“Put your head here.”
Knowing the wisdom of following her lead, he did so, and gazed up at her in an attempt to gauge her mood. She stroked his hair and his cheeks, kissed his forehead and his eyes and brushed his lips with hers.
“You’re so precious,” she murmured against his lips and quickly moved her mouth to nibble on his ear.
His heartbeat slowed, he felt himself relaxing, calm, contented, and closed his eyes.
From a distance it seemed, he heard her mezzo-soprano softly singing “Summertime,” or perhaps he dreamed it. Surely, her fingers loosened his tie, or he only sensed it. When he awoke, her arms held him, and his lips pressed against her belly. As if Providence were toying with him, his first thought was that one day his own child would grow there.
“Have I been asleep?” he asked her, sitting up and looking around the room.
Her fingers smoothed his hair. “For more than an hour.”
A look at his watch told him that it was one-thirty in the morning. “I’ve abused your hospitality. I certainly didn’t mean to sleep, but I felt so…so much peace. Do you want me to leave?”
He couldn’t believe his good fortune. For an answer, she leaned toward him and pressed her parted lips to his. Excitement plowed through him, and he stood, put her in the bed and cherished her. She opened up to him as a flower unfolds its petals to the sun and gave herself to him. When he could no longer contain the awesome feeling of love that his heart held for her, he gave in to it and exploded into her pulsating warmth, certain that she was the only woman he would ever want.
“You’re mine and I love you.” The words tore themselves out of him as, for the first time in his life, he lost control completely and like a spent shell, collapsed, trembling, in her arms.
The next morning, he went with his brothers to the minister of the interior, pushing aside the resentment he felt for having to leave Pamela.
“What’s going on with you and Pamela?” Telford asked him when they were on the way back to the hotel, a signal to him that he hadn’t treated that conference with his usual critical skepticism. “You seem a bit preoccupied,” Telford added.
“We’re…fine. She’s… I don’t know, man.”
“As long as she makes you happy. That’s what counts.”
He knew Telford was feeling him out. They were and always had been close, and he hadn’t shared with his brother his feelings about Pamela. “Nothing’s wrong, Telford. I’m finding my way.”
Telford’s grin melted into a laugh. “She’s got your number, eh? Man, I remember it well!”

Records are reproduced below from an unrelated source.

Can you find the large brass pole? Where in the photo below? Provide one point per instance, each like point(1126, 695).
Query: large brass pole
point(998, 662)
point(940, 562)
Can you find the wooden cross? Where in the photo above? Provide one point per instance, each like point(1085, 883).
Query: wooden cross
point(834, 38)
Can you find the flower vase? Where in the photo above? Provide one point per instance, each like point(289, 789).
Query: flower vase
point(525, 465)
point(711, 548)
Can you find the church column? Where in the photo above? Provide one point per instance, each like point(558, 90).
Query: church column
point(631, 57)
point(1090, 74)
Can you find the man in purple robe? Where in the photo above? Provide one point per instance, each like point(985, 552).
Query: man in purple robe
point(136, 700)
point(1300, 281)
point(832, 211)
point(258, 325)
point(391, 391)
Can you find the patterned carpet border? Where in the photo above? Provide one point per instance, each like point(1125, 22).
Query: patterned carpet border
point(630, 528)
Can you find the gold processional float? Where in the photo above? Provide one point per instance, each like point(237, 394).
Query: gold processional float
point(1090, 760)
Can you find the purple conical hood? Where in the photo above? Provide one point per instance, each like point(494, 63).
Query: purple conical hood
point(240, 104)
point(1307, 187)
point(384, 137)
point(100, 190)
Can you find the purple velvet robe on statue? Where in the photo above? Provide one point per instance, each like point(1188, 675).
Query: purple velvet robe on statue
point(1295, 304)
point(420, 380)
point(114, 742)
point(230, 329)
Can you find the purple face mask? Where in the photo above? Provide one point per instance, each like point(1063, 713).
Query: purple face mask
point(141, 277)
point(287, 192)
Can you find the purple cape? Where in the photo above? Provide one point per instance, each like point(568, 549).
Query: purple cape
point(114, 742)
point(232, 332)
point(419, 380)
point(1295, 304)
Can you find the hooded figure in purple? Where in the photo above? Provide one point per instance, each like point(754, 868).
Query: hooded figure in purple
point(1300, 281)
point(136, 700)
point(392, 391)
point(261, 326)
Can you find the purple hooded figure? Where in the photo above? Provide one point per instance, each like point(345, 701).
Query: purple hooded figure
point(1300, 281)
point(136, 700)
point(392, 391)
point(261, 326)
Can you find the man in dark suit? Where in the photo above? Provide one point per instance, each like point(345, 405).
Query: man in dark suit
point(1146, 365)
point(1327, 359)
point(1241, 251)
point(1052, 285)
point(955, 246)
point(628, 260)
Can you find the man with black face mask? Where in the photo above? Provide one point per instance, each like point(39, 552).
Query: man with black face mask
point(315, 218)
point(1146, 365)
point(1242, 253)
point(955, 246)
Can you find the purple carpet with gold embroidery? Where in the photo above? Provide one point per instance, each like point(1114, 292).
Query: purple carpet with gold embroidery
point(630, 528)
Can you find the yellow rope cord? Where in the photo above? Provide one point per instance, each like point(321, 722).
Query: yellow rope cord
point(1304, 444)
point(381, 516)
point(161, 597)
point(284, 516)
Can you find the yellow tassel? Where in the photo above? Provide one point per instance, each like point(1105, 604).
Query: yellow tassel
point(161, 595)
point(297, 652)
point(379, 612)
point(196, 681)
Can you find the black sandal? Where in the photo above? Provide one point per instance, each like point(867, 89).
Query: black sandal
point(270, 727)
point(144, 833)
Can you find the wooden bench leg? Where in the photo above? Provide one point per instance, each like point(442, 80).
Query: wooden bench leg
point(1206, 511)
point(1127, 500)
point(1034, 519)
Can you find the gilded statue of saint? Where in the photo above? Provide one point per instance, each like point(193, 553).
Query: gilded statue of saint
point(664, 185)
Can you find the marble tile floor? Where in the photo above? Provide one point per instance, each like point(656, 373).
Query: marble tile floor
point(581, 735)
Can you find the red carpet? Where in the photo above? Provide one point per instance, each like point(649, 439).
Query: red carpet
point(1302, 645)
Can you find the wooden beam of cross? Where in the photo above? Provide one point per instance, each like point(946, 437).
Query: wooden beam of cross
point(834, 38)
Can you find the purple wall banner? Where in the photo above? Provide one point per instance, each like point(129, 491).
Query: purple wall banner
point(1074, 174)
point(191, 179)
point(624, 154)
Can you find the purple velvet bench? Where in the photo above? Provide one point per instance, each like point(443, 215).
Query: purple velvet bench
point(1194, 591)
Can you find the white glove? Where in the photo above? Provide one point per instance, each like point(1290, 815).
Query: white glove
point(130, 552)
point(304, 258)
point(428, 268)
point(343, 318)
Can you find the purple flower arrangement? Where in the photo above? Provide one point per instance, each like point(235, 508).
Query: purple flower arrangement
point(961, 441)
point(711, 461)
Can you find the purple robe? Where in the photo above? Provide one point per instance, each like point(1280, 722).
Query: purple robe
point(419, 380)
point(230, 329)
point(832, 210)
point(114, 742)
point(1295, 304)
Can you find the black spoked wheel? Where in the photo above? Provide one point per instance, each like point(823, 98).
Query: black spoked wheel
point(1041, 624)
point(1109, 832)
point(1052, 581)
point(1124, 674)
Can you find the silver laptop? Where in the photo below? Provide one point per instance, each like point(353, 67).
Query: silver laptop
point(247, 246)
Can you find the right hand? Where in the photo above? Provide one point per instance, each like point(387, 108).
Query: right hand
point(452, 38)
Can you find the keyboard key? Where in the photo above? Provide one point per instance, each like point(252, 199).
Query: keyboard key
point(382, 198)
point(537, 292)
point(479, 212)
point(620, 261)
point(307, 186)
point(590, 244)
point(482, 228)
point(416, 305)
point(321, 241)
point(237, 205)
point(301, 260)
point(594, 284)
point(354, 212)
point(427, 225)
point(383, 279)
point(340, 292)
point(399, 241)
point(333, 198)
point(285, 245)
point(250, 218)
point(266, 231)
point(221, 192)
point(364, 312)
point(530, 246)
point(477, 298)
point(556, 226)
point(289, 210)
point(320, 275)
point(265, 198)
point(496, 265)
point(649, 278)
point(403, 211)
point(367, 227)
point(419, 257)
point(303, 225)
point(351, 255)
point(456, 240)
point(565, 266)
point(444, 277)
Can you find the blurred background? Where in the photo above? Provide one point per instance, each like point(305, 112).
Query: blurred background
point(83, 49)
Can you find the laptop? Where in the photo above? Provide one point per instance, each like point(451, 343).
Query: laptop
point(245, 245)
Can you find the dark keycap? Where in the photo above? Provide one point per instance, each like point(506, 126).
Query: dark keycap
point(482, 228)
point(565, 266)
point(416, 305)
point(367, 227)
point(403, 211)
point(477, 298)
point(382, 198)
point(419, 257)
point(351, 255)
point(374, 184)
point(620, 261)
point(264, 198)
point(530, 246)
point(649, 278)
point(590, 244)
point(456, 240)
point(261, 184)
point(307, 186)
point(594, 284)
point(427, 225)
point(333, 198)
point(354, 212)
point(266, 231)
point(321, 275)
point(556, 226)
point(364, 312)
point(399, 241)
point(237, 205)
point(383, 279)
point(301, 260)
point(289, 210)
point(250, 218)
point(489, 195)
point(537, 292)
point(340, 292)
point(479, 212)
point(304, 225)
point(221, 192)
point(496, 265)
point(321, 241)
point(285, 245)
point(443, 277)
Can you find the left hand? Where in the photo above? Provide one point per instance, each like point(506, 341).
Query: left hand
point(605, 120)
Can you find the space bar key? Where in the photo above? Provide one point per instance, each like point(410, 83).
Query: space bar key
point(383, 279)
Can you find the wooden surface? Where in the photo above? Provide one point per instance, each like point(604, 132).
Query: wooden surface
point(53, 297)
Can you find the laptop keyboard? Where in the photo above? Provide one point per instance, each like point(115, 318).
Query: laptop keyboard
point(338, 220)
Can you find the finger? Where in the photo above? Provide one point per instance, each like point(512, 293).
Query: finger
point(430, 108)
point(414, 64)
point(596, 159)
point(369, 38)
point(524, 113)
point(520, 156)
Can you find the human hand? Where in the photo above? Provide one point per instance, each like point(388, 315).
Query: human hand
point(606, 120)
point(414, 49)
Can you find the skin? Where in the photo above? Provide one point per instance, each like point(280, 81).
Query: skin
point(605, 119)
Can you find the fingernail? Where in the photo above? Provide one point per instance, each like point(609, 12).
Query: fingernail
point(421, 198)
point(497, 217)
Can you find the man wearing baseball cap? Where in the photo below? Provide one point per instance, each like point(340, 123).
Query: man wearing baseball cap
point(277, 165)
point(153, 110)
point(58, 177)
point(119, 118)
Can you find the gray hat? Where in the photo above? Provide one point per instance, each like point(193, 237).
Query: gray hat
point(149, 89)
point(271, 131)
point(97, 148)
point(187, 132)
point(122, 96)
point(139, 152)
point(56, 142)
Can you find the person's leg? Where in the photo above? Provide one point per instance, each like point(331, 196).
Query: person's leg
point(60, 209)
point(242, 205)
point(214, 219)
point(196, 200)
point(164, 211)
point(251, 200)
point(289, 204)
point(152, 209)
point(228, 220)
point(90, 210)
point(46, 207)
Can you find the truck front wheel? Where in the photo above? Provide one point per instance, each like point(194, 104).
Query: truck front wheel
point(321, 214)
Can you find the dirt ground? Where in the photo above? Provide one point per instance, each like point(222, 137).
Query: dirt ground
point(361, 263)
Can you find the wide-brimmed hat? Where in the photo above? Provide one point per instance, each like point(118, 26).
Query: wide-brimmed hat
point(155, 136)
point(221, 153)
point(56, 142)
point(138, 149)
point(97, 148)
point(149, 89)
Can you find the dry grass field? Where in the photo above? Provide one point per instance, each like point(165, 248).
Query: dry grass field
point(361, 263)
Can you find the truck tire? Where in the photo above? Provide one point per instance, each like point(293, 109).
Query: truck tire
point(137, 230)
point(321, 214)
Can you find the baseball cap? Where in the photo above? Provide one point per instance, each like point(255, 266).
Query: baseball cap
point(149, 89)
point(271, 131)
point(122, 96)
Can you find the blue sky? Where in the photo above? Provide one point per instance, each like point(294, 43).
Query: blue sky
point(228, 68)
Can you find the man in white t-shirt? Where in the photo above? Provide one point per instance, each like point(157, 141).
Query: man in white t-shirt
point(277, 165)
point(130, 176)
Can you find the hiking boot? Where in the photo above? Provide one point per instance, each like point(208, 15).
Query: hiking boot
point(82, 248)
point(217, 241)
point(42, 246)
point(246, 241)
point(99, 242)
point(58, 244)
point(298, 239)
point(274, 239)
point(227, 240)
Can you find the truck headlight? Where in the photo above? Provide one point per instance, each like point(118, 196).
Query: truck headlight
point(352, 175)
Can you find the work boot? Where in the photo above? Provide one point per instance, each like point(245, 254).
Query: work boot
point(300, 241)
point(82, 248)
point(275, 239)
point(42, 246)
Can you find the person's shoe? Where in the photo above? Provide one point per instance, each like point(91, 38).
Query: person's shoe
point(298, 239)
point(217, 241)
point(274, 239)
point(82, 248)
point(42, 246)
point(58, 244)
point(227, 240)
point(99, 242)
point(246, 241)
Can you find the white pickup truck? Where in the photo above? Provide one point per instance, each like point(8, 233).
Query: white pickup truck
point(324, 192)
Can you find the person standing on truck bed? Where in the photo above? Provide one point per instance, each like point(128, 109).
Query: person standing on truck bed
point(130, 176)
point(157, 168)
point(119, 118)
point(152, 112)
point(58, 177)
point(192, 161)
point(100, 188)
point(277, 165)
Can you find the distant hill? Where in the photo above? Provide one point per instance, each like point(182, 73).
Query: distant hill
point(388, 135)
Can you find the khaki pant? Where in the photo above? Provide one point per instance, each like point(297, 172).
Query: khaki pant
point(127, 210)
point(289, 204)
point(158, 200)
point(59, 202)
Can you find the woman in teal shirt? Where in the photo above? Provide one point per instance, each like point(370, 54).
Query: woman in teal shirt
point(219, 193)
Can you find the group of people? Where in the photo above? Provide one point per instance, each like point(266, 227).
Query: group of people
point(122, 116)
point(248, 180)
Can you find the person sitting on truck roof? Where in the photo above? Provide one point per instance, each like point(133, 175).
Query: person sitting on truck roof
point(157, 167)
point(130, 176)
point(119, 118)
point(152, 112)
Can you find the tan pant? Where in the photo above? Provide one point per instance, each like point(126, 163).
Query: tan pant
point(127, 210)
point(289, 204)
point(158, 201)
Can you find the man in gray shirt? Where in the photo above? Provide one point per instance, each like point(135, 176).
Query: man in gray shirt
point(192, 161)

He didn’t see the point in answering; it was useless to lie and, moreover, he didn’t want to. That afternoon, he ignored his brothers and their wives and spent as much time as possible alone with Pamela. He couldn’t get enough of her, and she welcomed his every gesture of affection. They played darts and various card games, and swam several laps in the pool.
“Ladd has invited all of us to dinner at his home tomorrow evening, but don’t expect Ghanaian food, or at least not a full meal of it. Both he and Doris, his wife, prefer American and continental dishes. I suspect it will be a formal occasion, though, because he’s probably also asked some of the local bigwigs.”
Pamela dressed for dinner that evening in the long peach-colored chiffon sheath that she wore to Rhoda’s garden party. She draped a matching stole around her shoulders, picked up the silver bag that matched her shoes and took the elevator down to the lobby where Drake waited for her. She breathed a sigh of relief when she saw that Velma and Alexis wore dresses similar in fashion to hers.
The dinner began with peanut soup, which she thought was delicious. Before the next course was served, however, she noticed that Selicia Dennis, the woman seated at Drake’s left, occasionally put her right arm around his shoulder, patted his knee from time to time and attempted to monopolize him. When Russ’s gaze moved repeatedly from Pamela to the woman, Pamela positioned herself to get a good look at her. What she saw was an average-looking, well-gowned woman of thirty to thirty-five years who couldn’t keep her hands off Drake. Fuming at the attention Drake seemed to pay the woman, she waited until after dessert was served, excused herself, went to her room and locked the door.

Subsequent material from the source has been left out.